Abstract:
The (ir)regularity of neural time series patterns as assessed via Multiscale Sample Entropy (MSE; e.g., Costa et al., 2002) has been proposed as a complementary measure to signal variance, but the con- and divergence between these measures often remains unclear in applications. Importantly, the estimation of sample entropy is referenced to the magnitude of fluctuations, leading to a trade-off between variance and entropy that questions unique entropy modulations. This problem deepens in multi-scale implementations that aim to characterize signal irregularity at distinct timescales. Here, the normalization parameter is traditionally estimated in a scale-invariant manner that is dominated by slow fluctuations. These issues question the validity of the assumption that entropy estimated at finer/coarser time scales reflects signal irregularity at those same scales. While accurate scale-wise mapping is critical for valid inference regarding signal entropy, systematic analyses have been largely absent to date. Here, we first simulate the relations between spectral power (i.e., frequency-specific signal variance) and MSE, highlighting a diffuse reflection of rhythms in entropy time scales. Second, we replicate known cross-sectional age differences in EEG data, while highlighting how timescale-specific results depend on the spectral content of the analyzed signal. In particular, we note that the presence of both low- and high-frequency dynamics leads to the reflection of power spectral density slopes in finer time scales. This association co-occurs with previously reported age differences in both measures, suggesting a common, power-based origin. Furthermore, we highlight that age differences in high frequency power can account for observed entropy differences at coarser scales via the traditional normalization procedure. By systematically assessing the impact of spectral signal content and normalization choice, our findings highlight fundamental biases in traditional MSE implementations.
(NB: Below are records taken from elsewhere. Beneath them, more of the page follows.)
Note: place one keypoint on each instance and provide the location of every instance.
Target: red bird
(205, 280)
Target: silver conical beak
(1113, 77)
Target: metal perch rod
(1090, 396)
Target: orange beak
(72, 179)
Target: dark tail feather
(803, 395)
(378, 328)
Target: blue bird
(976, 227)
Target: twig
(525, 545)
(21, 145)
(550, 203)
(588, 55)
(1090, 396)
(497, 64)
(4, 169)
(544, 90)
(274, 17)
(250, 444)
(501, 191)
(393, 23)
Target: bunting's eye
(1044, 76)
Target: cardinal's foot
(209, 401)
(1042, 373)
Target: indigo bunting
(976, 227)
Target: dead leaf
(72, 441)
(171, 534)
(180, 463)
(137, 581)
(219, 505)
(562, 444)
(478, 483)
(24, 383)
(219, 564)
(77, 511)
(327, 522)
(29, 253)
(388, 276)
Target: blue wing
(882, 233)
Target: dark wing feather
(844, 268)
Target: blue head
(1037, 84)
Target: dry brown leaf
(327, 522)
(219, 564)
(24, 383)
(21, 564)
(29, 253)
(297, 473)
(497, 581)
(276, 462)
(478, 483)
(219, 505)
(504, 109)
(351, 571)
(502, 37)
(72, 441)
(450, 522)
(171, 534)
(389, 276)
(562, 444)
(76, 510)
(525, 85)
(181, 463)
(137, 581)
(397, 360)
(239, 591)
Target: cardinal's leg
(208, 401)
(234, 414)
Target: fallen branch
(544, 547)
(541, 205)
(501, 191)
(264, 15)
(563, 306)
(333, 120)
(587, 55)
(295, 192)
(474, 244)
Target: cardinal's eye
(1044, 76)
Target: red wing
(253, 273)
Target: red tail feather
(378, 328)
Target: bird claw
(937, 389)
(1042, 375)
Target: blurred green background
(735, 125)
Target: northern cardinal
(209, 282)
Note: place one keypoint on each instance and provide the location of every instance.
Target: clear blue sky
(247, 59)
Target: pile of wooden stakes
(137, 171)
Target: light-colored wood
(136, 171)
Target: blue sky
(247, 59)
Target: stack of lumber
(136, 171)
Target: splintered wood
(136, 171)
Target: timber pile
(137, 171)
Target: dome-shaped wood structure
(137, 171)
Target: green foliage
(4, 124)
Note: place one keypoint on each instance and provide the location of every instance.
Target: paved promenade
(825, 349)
We make multiple recommendations for future work to validly interpret estimates of signal irregularity at time scales of interest.
Highlights
Multiscale sample entropy (MSE) links to spectral power via an internal similarity criterion.
Counterintuitively, traditional MSE implementations lead to slow-frequency reflections in fine-scale entropy, and high-frequency biases on coarse-scale entropy.
Fine-scale entropy reflects power spectral density slopes, a multi-scale property.
Narrowband sample entropy indexes (non-stationary) rhythm (ir)regularity at matching time scales.